セザンヌ展『青い花瓶』

 セザンヌの『青い花瓶』と出会ったのは小学校4年生のころでした。(もちろん印刷です)
 3年生のころはまだ幼く記憶があいまいで、5年生ならもっとしっかり覚えているはずなのでやっぱり4年生だったと思う。
 
 父親が私たち姉妹(弟はまだ幼かった)を何かの美術展に連れて行ってくれたことがあった。帰りがけにそこのミュージアムショップで、小さな名画が掛かっている15センチほどのミニチュアのイーゼルを買ってくれた。いくつか種類があって、マネの『笛を吹く少年』やルノワールの女性像などがあったのを覚えている。
 
 私はその中から青い花瓶の絵を選んだ。カードくらいの大きさの絵の裏に「セザンヌ青い花瓶』」とあり、その作品と画家の名前を知った。すっきりとした直線の構図と透明感のある青色、そして求心的に描かれた赤い花の生命力に惹かれた。

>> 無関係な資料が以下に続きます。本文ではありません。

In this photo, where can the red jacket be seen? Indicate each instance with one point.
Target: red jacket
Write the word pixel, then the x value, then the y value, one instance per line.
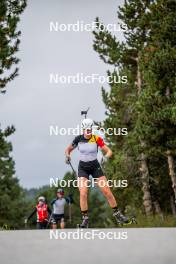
pixel 42 212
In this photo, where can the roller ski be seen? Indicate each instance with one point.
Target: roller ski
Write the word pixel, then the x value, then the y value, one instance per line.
pixel 85 222
pixel 123 220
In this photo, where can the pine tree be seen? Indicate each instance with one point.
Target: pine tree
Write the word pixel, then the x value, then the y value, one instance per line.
pixel 9 40
pixel 12 204
pixel 146 102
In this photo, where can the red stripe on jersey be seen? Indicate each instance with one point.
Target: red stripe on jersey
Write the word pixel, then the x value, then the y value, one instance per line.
pixel 100 142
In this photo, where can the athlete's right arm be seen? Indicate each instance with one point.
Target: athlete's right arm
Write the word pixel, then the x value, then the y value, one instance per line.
pixel 68 150
pixel 32 213
pixel 71 147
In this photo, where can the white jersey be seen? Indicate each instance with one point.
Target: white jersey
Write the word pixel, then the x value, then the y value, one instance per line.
pixel 58 206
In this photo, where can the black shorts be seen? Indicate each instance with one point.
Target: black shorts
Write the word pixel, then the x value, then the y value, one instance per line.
pixel 90 168
pixel 42 225
pixel 57 218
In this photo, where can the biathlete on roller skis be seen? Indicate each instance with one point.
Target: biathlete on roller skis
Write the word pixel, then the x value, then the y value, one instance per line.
pixel 88 145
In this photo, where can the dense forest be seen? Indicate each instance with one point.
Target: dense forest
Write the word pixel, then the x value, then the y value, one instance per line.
pixel 145 105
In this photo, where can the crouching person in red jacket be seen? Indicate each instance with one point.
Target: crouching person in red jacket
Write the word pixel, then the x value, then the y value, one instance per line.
pixel 42 212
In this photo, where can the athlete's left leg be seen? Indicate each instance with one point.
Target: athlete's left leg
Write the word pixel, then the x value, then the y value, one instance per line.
pixel 105 189
pixel 62 223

 眺めているうちにどうも花瓶が傾いて描かれていることに気付く。そういった引っ掛かりはさらに視線を引き付けるものだ。その絵のなぞなぞを解こうとするような心境で幾度となく絵を凝視した。もちろんその当時そのような言葉で意識したわけではないけれど確実にそういうイメージがあったことを覚えている。
 
 先日、国立新美術館で開催されていたセザンヌ展で、初めて本物の『青い花瓶』を間近で目にしたとき、当時の感覚がそのまま蘇ってきた。花瓶はやっぱり斜めに傾いている。子供の時に戻ったみたいでなんだか楽しい気分になった。数十年経っているということが少し切なくもあった。

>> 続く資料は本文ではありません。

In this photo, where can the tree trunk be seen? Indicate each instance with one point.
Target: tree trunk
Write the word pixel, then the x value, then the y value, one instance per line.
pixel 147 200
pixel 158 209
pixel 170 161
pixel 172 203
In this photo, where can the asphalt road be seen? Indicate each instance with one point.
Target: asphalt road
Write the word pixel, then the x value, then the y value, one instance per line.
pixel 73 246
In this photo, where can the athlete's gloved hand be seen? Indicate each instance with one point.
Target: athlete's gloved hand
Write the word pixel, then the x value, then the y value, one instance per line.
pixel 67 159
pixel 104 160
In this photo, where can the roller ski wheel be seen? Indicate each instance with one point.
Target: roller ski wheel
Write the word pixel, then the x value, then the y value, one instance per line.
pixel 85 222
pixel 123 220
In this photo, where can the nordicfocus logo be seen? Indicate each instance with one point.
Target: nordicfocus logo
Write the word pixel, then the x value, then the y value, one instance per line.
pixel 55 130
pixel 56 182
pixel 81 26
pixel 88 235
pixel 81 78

 美術館のスタッフの方にセザンヌの絵の手法を質問したら、いろいろな説がありますが、と前置きをした上で、後のピカソらが表現したキュビズムの前身となっていること、それはひとつの視点から見たものではなく、移動する複数の視点で描かれたということで説明が可能だということなどを、親切に説明してくれた。
 
 吉田秀和さんの『セザンヌ物語』を大まかにななめ読みしていたおかげでなんとか話についていけた。正確に理解できたとはとても言えないけれど、名画と呼ばれるものが人の心を捉えるのは、理論と思想の深い裏付けがあるからなのだと実感することができた。

 それとともに吉田秀和さんの鋭い観察眼と丁寧な描写力の素晴らしさに改めて感銘を受けた。吉田さんの書かれた文章を思い起こしながら実物の絵に触れることで、深い見識と教養を持ちながらもそれをいったん無にして、真摯に芸術に対峙する吉田さんの姿勢に触れた気がした。いや対峙ではない。自身を透明にしてその対象の奥に素直に入り込んでいくようなことなのかも知れない。

 強く惹かれるからこそ、なぜという気持ちが生まれる。しかし私にはその疑問を突き詰める力がまだまだ足りない。自分を無にして浸るような集中力。それはただ純粋に楽しむということなのだとも思う。